California Takes Step Toward Implementing Climate Disclosure Laws
The California Air Resources Board on Feb. 26 approved the adoption of a regulation establishing a fee assessment structure to implement the state’s 2023 climate disclosure laws, which require large U.S.-based companies doing business in California to report greenhouse gas emissions and climate-related financial risk. The regulation sets a first-year reporting deadline and enables the board to administer and fund the statutory reporting programs established by the two bills.
The Climate Corporate Data Accountability Act (SB 253) and the Climate-Related Financial Risk Act (SB 261). Under SB 253, companies with more than $1 billion in annual revenue must annually report direct emissions (Scope 1), indirect emissions from consumed energy (Scope 2), and indirect upstream and downstream emissions (Scope 3). Under SB 261, companies with more than $500 million in annual revenue must biennially report their climate-related financial risk and the steps they are taking to mitigate and adapt to such risk. Following a court order halting enforcement of SB 261, CARB will pause enforcement until the injunction is lifted but will proceed with its rulemaking efforts.
The regulation identifies a flat-rate fee structure and establishes Aug. 10, 2026, as SB 253’s first-year reporting deadline. Reporting for the first year will include only Scope 1 and Scope 2 emissions. The regulation also clarifies that the revenue threshold would be tied to entities’ gross receipts as reported to the California Franchise Tax Board to streamline implementation and verification.
The board maintains a voluntary public docket through which companies have begun submitting climate-related financial risk reports.

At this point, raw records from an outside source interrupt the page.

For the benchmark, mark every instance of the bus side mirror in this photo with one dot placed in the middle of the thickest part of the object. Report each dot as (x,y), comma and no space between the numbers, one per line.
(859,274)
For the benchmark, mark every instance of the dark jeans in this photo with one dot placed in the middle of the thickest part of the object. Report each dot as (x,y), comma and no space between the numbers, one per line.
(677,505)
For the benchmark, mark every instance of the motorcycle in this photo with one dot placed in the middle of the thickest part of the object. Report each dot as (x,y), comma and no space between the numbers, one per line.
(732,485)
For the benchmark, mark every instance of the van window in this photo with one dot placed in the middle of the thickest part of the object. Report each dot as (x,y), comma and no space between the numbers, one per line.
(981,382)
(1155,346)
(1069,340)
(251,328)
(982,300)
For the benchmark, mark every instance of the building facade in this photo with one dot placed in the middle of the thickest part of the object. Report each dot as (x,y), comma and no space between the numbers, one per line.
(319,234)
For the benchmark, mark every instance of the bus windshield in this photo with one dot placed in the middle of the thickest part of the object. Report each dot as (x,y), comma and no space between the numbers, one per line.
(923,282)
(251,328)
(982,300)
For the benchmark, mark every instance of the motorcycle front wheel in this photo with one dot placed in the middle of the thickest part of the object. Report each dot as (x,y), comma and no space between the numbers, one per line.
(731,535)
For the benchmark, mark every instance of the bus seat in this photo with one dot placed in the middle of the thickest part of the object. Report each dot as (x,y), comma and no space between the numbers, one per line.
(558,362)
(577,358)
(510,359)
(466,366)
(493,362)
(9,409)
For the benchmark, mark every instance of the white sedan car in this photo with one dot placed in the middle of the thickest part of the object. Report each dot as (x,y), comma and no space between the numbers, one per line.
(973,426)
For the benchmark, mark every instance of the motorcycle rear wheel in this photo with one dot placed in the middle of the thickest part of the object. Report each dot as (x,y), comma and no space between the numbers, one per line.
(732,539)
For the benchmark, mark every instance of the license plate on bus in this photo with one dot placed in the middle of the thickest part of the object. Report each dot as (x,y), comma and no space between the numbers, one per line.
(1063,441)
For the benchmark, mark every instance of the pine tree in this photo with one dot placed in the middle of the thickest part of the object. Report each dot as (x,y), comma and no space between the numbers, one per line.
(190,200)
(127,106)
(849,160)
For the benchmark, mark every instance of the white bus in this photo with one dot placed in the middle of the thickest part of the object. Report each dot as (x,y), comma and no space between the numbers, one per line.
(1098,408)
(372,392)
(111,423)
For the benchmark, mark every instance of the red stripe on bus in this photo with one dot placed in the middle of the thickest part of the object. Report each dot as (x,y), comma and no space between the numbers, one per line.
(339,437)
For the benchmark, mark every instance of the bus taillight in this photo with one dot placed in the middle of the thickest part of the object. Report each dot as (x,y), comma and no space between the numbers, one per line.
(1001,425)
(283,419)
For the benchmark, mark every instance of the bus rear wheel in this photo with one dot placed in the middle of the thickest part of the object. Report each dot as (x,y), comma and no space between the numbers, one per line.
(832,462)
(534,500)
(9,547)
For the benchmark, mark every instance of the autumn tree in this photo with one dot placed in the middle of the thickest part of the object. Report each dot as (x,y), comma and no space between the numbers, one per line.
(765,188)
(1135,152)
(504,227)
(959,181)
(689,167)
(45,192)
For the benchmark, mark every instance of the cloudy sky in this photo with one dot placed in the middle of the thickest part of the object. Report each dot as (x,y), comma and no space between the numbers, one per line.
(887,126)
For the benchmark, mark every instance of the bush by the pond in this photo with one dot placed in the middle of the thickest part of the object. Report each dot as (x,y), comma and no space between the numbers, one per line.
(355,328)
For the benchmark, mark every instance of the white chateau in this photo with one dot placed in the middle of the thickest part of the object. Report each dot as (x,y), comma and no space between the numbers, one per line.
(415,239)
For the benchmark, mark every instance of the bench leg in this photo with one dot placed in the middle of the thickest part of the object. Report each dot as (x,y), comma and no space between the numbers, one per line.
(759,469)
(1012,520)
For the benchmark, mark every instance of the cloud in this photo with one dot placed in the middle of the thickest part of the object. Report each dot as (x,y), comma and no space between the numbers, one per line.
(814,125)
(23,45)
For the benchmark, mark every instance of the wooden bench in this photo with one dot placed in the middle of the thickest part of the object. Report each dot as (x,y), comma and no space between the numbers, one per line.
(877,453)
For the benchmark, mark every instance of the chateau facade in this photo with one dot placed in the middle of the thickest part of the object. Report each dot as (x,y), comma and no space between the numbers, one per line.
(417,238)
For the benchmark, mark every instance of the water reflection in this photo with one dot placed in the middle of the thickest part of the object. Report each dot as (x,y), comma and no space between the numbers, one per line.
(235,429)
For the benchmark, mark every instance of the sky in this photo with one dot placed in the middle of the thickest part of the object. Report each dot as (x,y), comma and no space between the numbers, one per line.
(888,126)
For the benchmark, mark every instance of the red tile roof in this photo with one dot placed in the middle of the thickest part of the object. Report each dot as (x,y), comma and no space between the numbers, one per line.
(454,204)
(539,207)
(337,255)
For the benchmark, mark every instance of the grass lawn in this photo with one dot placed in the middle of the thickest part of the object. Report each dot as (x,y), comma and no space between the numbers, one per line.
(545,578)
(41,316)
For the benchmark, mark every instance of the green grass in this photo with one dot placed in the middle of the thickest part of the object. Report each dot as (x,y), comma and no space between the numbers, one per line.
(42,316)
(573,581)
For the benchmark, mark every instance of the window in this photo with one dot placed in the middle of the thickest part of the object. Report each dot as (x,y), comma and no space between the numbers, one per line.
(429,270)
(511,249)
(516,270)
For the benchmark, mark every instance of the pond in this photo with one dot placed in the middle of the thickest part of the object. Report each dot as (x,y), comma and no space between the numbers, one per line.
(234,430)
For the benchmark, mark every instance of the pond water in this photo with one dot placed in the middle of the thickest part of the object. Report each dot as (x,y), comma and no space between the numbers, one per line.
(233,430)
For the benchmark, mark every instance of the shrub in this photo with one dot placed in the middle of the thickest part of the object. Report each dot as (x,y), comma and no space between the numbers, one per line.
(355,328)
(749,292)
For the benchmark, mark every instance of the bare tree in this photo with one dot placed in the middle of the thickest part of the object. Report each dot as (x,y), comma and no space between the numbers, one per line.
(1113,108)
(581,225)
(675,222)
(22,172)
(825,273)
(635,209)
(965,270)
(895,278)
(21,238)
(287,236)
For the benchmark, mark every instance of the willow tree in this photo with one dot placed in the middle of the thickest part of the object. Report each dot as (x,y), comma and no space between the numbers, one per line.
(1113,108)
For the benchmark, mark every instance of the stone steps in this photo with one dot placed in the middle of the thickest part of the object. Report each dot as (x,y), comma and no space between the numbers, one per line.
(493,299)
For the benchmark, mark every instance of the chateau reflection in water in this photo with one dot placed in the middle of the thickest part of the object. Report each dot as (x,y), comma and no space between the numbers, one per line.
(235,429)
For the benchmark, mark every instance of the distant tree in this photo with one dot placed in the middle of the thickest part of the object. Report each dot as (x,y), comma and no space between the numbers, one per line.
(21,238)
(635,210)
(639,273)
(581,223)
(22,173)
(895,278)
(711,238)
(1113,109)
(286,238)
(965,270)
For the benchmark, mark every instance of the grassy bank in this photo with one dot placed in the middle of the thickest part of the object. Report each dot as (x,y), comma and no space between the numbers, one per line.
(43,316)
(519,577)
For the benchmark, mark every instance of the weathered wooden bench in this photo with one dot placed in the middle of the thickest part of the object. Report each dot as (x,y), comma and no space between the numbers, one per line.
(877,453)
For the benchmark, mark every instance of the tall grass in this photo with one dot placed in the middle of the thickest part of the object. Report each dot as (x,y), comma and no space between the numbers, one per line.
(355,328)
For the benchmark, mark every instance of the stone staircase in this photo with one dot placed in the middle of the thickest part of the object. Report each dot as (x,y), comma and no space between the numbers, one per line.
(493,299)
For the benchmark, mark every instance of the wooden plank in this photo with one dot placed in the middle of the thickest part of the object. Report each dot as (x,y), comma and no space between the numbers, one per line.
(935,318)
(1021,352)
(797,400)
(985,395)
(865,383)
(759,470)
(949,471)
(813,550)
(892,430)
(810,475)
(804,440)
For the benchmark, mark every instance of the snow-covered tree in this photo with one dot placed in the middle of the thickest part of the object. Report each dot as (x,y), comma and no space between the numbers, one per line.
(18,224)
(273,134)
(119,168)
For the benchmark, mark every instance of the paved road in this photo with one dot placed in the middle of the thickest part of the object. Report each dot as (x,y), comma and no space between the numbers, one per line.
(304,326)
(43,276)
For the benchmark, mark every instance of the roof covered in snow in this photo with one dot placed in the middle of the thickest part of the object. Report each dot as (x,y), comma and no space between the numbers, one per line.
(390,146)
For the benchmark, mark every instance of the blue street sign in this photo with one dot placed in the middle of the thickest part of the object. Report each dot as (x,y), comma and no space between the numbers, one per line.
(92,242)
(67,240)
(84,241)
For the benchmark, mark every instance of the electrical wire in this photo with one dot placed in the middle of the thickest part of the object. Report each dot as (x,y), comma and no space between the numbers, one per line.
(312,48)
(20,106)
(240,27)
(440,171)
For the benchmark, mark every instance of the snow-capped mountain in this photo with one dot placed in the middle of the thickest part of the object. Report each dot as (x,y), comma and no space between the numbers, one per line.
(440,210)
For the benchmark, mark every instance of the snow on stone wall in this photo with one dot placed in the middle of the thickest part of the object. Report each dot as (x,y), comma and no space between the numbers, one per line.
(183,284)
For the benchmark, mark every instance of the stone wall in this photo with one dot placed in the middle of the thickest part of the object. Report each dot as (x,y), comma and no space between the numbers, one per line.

To date, more than 120 reports have been submitted by private and public entities from a broad range of industries and made publicly available. The board will prioritize supporting compliance through stakeholder engagement and intends to exercise enforcement discretion for good-faith submissions during the first year.
Certain entities are exempt from reporting requirements, including tax-exempt nonprofits and charities, government or majority government-owned entities, California businesses regulated by the Department of Insurance, and insurance businesses in other states.